Mas não foi no setting que aconteceu,

terça-feira, 5 de abril de 2011 1 comentários
       Aquela discussão foi mais uma das inúmeras discussões que drenaram suas forças durante anos. Seu pai e sua mãe cansaram de lhe dizer que deveria apenas escutar. Um ótimo psicólogo diziam seus clientes, mas em sua casa, estava mais para um ditador. Não queria saber de ouvir, não podia ouvir, afinal de contas o que seria tão importante que ele deveria ouvir de sua irmã e de seu irmão mais novo? Quando seus pais ainda estavam vivos dava-se muito bem com sua irmã e cuidava de seu irmãozinho como todo irmão mais velho fazia. Depois do acidente, ele passou a tratar seu irmão caçula como uma construção, tentando cercar e bordear, tentando colocar limites e fazer crescer, tentando, sempre tentando fazer de seu irmão mais novo alguém melhor, alguém que ele um dia foi, mas que deixou de ser fazia tempo.

       Ela não ligava muito para as discussões descabidas que seus dois irmãos tinham com relação ao futuro. De alguma forma sua vida mudara depois que saiu de casa para morar em outra cidade, fazer faculdade ela alegava, mas no fundinho de sua alma sabia que não suportava acordar e ver o culpado todos os dias. Culpado sim, ele deveria se haver com esta culpa, pensava ela, afinal de contas mais do que consumi-lo por tanto tempo está acabando com seu irmão mais novo. 

       Quando os dois encontravam-se ele sempre pensava que ela precisava de terapia. Na visão dele ela era arrogante, ele pensava que ela achava que ele era o culpado. A diferença é que ela não achava, ela tinha certeza. 

       Pena que não estudaram Freud. Entre um e outro ato falho, o irmão mais novo sentia que os dois estavam iguaizinhos seus pais pouco antes de morrer. Aquela criança de 8 anos para na frente de sua irmã de 22 e de seu irmão de 25 e diz na sua inocência: Vocês lembram muito papai e mamãe, não ficam juntos porque tem medo de morrer também?

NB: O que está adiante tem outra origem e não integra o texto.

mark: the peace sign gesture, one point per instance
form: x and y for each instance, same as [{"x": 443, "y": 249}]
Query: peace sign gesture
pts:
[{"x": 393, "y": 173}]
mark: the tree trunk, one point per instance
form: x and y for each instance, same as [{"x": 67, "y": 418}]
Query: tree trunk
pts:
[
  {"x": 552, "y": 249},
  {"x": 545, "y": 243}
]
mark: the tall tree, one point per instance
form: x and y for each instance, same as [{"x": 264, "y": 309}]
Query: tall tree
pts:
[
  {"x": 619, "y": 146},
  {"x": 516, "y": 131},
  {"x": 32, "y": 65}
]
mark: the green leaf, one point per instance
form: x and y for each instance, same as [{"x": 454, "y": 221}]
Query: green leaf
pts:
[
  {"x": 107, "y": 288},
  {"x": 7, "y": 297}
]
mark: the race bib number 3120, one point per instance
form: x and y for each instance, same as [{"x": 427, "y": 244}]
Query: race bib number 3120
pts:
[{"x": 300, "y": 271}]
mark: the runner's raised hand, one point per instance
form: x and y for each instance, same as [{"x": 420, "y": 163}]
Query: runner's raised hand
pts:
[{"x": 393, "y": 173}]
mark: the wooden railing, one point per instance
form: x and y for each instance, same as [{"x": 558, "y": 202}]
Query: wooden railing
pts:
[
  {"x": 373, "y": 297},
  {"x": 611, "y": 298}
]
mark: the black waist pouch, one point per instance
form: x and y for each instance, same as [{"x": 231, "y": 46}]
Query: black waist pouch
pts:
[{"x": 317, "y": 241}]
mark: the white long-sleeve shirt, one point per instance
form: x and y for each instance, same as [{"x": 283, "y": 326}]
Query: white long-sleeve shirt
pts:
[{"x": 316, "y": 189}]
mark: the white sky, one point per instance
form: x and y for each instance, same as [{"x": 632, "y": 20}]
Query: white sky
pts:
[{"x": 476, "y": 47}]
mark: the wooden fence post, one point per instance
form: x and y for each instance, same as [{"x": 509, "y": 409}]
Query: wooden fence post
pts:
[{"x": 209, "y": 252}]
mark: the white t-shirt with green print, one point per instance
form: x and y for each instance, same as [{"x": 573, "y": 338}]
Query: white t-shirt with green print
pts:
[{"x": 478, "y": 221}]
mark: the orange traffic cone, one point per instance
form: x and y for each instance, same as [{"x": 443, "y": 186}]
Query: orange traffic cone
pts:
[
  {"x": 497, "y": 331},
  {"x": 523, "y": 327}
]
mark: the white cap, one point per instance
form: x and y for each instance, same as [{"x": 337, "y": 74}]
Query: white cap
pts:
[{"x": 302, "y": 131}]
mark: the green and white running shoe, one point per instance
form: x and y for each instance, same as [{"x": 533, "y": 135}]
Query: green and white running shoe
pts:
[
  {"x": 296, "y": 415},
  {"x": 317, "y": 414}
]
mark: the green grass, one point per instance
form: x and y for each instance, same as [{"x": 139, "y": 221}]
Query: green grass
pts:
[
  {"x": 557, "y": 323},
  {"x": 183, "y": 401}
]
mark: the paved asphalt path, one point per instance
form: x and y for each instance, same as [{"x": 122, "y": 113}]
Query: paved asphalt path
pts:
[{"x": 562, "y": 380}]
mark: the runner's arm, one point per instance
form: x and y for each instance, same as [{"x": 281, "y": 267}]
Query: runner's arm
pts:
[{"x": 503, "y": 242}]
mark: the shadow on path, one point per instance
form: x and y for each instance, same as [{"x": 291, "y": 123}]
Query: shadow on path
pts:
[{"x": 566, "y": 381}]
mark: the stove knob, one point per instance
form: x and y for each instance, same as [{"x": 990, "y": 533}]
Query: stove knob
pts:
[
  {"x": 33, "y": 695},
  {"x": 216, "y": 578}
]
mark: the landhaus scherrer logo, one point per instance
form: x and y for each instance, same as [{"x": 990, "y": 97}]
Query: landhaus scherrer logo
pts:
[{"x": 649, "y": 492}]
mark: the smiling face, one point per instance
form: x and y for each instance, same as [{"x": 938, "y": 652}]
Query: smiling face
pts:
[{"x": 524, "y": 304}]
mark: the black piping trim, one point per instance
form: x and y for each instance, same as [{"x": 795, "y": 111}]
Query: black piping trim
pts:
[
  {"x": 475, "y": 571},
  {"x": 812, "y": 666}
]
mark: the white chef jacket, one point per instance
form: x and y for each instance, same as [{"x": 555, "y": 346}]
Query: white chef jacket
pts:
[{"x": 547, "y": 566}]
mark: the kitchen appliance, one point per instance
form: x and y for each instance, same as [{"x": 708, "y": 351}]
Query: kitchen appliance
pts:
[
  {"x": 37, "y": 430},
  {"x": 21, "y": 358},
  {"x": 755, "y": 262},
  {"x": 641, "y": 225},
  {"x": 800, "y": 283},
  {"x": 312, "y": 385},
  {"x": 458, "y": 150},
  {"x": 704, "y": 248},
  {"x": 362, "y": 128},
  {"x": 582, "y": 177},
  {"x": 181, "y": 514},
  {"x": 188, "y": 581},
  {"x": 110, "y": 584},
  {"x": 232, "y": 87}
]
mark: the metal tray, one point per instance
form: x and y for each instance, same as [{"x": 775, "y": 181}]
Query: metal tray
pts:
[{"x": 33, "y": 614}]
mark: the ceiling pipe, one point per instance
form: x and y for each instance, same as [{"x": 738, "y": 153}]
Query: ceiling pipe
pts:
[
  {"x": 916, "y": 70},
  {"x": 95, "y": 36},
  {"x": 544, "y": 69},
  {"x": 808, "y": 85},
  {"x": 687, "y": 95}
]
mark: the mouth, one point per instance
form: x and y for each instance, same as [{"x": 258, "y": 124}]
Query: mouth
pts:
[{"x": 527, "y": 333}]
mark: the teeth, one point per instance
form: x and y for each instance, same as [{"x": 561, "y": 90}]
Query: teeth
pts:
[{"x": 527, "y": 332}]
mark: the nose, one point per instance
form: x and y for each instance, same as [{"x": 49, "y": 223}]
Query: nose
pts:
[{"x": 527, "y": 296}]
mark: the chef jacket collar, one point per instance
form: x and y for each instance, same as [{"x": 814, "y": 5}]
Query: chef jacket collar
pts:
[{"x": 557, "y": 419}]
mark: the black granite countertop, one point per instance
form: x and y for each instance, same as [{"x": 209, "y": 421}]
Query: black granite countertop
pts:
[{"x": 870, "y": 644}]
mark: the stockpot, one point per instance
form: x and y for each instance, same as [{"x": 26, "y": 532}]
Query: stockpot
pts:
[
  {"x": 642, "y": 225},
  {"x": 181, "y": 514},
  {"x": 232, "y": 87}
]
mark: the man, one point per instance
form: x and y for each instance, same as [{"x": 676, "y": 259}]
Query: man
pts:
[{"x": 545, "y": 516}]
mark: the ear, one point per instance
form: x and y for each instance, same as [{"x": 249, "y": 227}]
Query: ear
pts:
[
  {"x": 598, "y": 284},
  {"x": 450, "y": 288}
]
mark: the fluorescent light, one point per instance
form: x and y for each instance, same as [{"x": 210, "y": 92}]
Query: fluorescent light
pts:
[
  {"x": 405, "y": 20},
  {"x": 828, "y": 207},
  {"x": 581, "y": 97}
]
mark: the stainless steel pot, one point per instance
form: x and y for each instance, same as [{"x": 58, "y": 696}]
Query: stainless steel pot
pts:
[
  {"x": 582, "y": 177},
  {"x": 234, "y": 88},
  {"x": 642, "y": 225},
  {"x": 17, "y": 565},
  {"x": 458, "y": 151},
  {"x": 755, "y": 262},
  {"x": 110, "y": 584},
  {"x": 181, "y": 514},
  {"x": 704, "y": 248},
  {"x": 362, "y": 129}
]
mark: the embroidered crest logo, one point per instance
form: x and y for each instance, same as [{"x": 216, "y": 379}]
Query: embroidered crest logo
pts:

       Haviam passado 4 anos desde o acidente que Julho causara e que ceifara a vida de seus pais. Ele não estava bebado, não estava correndo, não estava dormindo. Na verdade ele não estava lá. Enquanto seus pais brigavam no carro ele estava dirigindo, sem fazer absolutamente nada, mas foi naquele derradeiro momento em que tentou segurar sua mãe de avançar em seu pai. Naquele momento o carro bateu em alguma coisa e depois disso só se lembra de acordar com o olhar de sua irmã o fuzilando por retirar a única pessoa que o entendia, seu pai.

       Naquele momento em que seu irmão mais novo disse aquelas palavras, sabias de um analista muito experiente, analista da vida, do cotidiano, sua irmã vira e diz: Você devia falar alguma coisa. 

       Julho com  a memória deslocada, ainda tentando lembrar como tudo aconteceu solta um bola fora, o que estava cada vez mais frequente. Você sempre quer que eu fale, falar o que? Que eu sou o culpado? Que mamãe estava bebada e papai drogado? Falar o que você já sabe? Que eles tinham terminado e eu estava levando papai pro hotel? Falar o que? O que você tanto quer que eu fale? Que eu desejei que eles morresem pelo menos pra assim ficarem juntos e acabar com a desgraça que estava nossa família? É isso que você quer que eu fale? É isso que você quer ouvir?

       Carlinhos começou a chorar e então Amanda simplesmente ficou com a expressão de quem não deu conta do recado, de quem não sabia o poder que esta expressão: "fale" tem para os seres humanos. Com a pose de uma princesa, o que ela realmente era diante de seu pai, ela vira e diz em tom não de arrogância, mas com certa piedade: Não, era pra você dizer ao carlinhos o porque nossa família esta separada, não o que aconteceu.

       Sairam todos da cozinha, a noiva de Julho chegou para busca-lo, Amanda foi levar carlinhos na escola e aquela ferida aberta não pode cicatrizar. Tudo o que Julho pensava era que tinha falado demais, Amanda achava que ele tinha falado demais, carlinhos, pobre carlinhos, entendera perfeitamente que ele falou o que os tinha separado, mesmo sem Amanda entender, mesmo sem Julho querer. Carlinhos muitos anos depois virou para seu psicólogo e disse em tom de compaixão com seus irmãos que nunca mais se falaram com carinho e amor:

       Sabe Doutor, pena que não foi no psicólogo que isso tudo aconteceu, pena que não foi aqui.

       Ao que ele ouve alguns segundos antes de terminar a sessão: Foi sim, pelas suas lágrimas isso acabou de acontecer, está se sentindo melhor?